Cloudflare’s proposed response is to give websites more control over automated traffic: identify bots, verify who they are, understand what they intend to do, and decide whether to allow, block or charge them. Cohen pointed to x402, an open payment protocol built around the HTTP 402 “Payment Required” status code, as part of that stack.

“We have a billion 402 responses every single day on the Cloudflare network,” Cohen said. The status code has become part of the technical foundation for x402, an open agent payment framework Cloudflare is developing with Coinbase.

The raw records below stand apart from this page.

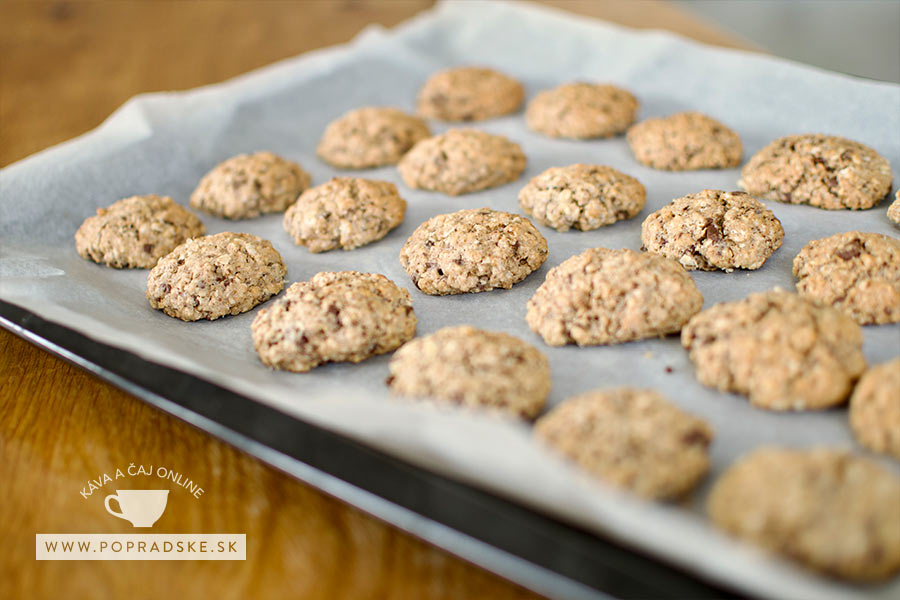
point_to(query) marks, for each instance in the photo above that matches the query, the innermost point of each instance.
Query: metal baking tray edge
(543, 554)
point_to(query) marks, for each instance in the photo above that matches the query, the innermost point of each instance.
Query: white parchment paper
(164, 143)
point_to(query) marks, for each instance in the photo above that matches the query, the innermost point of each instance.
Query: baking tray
(543, 554)
(163, 143)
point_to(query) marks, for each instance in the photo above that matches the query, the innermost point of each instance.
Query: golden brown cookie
(249, 185)
(781, 350)
(346, 212)
(875, 408)
(343, 316)
(215, 275)
(134, 233)
(631, 438)
(825, 171)
(713, 230)
(472, 368)
(582, 111)
(469, 94)
(856, 273)
(827, 509)
(371, 136)
(604, 296)
(685, 141)
(894, 209)
(462, 161)
(582, 196)
(472, 250)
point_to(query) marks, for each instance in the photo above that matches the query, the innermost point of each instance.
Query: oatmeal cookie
(469, 94)
(134, 233)
(856, 273)
(472, 251)
(894, 209)
(684, 142)
(827, 509)
(875, 408)
(781, 350)
(249, 185)
(582, 196)
(604, 296)
(824, 171)
(473, 368)
(462, 161)
(631, 438)
(343, 316)
(582, 111)
(713, 230)
(369, 137)
(216, 275)
(346, 212)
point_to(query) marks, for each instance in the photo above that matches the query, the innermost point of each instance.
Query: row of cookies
(356, 325)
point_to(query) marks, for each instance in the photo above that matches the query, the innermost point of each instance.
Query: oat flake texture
(604, 296)
(343, 316)
(216, 275)
(473, 368)
(827, 509)
(134, 233)
(472, 250)
(781, 350)
(630, 438)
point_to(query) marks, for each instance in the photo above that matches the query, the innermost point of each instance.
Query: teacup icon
(142, 508)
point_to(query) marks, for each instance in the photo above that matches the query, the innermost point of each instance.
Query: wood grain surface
(64, 67)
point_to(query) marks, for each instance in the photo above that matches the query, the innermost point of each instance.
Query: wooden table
(64, 66)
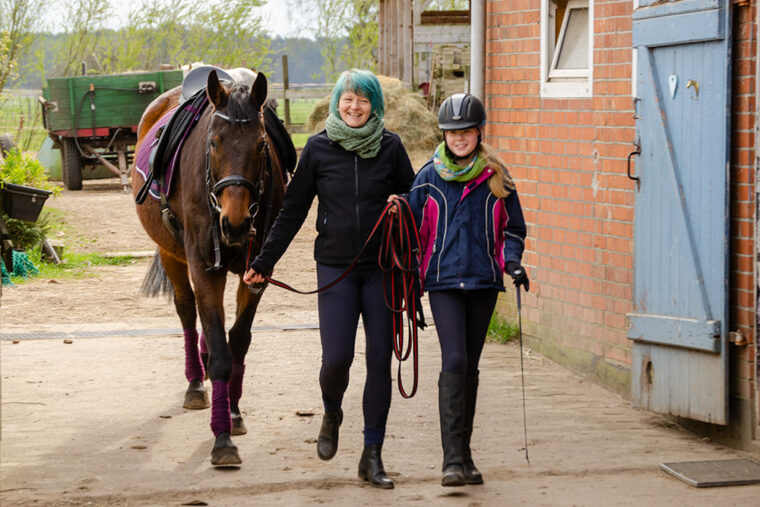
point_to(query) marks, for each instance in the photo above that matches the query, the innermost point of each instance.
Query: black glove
(518, 274)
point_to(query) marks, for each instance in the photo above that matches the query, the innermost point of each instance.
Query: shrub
(500, 330)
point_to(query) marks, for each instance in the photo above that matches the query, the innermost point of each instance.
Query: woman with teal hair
(352, 166)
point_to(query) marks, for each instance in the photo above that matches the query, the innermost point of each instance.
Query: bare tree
(84, 21)
(18, 20)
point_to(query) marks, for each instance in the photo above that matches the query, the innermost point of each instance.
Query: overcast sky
(274, 17)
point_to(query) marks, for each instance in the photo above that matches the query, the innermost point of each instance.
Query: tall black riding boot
(451, 412)
(371, 468)
(471, 473)
(327, 443)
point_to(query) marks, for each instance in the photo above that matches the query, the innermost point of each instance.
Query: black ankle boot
(327, 443)
(451, 412)
(371, 468)
(471, 473)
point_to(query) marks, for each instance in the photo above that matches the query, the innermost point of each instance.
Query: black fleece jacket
(352, 193)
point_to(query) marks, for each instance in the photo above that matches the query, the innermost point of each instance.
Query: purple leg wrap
(220, 408)
(193, 364)
(236, 382)
(204, 350)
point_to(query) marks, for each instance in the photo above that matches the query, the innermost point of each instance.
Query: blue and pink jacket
(467, 234)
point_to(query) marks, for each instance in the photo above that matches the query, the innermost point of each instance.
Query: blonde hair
(500, 182)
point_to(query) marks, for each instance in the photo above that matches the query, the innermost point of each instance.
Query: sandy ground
(99, 421)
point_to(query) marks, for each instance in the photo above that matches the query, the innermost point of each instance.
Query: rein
(397, 260)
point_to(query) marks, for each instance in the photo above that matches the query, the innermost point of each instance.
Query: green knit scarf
(448, 170)
(364, 140)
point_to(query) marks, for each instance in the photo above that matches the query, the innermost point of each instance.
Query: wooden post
(285, 84)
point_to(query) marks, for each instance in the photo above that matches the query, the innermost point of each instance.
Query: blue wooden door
(678, 325)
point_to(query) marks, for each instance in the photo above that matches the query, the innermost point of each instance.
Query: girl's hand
(252, 276)
(392, 198)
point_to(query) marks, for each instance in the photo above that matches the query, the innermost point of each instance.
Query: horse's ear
(259, 91)
(215, 91)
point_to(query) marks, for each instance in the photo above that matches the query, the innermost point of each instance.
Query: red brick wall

“Think of it as a billion voices saying, I’m going to keep producing whatever I’m producing, but I need to be paid for it to keep doing it,” Cohen said.

CoinDesk reported in March that on-chain activity linked to the protocol remained small and experimental, with x402 processing around $28,000 in daily volume at the time. Cohen’s comments suggest that Cloudflare sees a much larger pool of latent demand at the network layer.

She framed the shift as a structural change in how the Internet works. “More than half of the traffic on the overall Internet today is non-human,” she said, “and that non-human traffic is growing much faster than human traffic.” A decade ago, she said, crawlers visited a site twice and sent a human visitor back. Today, the ratio is “ten thousand to one for AI companies scraping your site,” undermining the ad-and-subscription model that has long funded online content.

She positioned Cloudflare as network-layer infrastructure for that rebuild, not as a tollbooth per se. The company processes more than 100 million queries per second at its peak, Cohen said, citing Swift’s roughly 68 million messages per day as a comparison.

Cohen also pointed to Cloudflare’s Web Bot Auth cryptographic verification stack and recent work involving Visa and Experian as part of the next layer of agent commerce. The goal, she said, is to help merchants accept purchases initiated by AI agents while verifying that a real human is behind each transaction.

“We believe that if we do this right, there will be a golden age of content,” Cohen said, “where original, high-quality content is valued.”